Ami Luttwak, chief technologist at cybersecurity firm Wiz, recently detailed how the rapid enterprise adoption of artificial intelligence is fundamentally changing cyberattacks. By integrating AI, companies are inadvertently creating new opportunities for malicious actors and expanding their corporate attack surface.
Luttwak describes cybersecurity as a “mind game,” a dynamic interplay where any new technology wave presents new opportunities for attackers. The current proliferation of AI introduces novel vulnerabilities that security professionals must race to understand.
AI integration creates new vulnerabilities
Enterprises are embedding AI into their workflows through techniques like “vibe coding” (using natural language prompts to generate code), deploying autonomous AI agents, and adopting new AI-powered tools. While these boost productivity, each new model or tool represents a potential entry point for attackers.
The speed of AI-driven development is a primary driver of risk. The ability to ship code faster can lead to shortcuts, causing developers to overlook critical security steps like rigorous code reviews and secure configuration. Tests conducted by Wiz on applications built using vibe coding revealed a recurring problem: insecure implementation of authentication systems.

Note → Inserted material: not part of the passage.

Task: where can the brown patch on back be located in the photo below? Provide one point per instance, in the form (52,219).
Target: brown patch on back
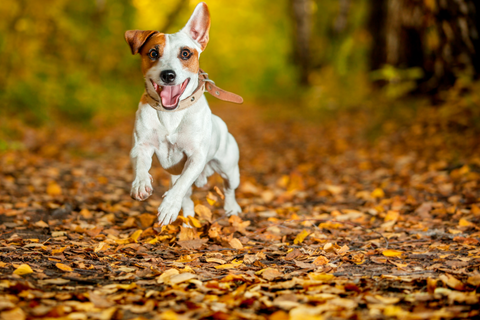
(157,40)
(191,64)
(137,38)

“Vibe coding agents do what you say, and if you didn’t tell them to build it in the most secure way, it won’t,” Luttwak explained. Because AI models lack inherent security consciousness, they produce functional code based on the prompt, which is often structurally insecure unless the developer explicitly specifies detailed security requirements.
Attackers are also using AI
Attackers are adopting the same technologies with equal enthusiasm. They are using vibe coding to generate malware, employing prompt-based techniques for phishing attacks, and deploying their own AI agents to automate exploits.
The offensive use of AI is becoming more direct, with attackers now using prompts to attack an organization’s own AI systems. By manipulating the prompts fed into a company’s internal chatbot or AI agent, an attacker can trick the system into executing destructive commands or exfiltrating sensitive data.
Supply-chain attacks and real-world examples
This dynamic creates a dangerous form of supply-chain attack. Third-party AI tools often require broad access to corporate data to function. If an attacker compromises one of these services, they can inherit its extensive permissions to pivot deep into the client’s infrastructure.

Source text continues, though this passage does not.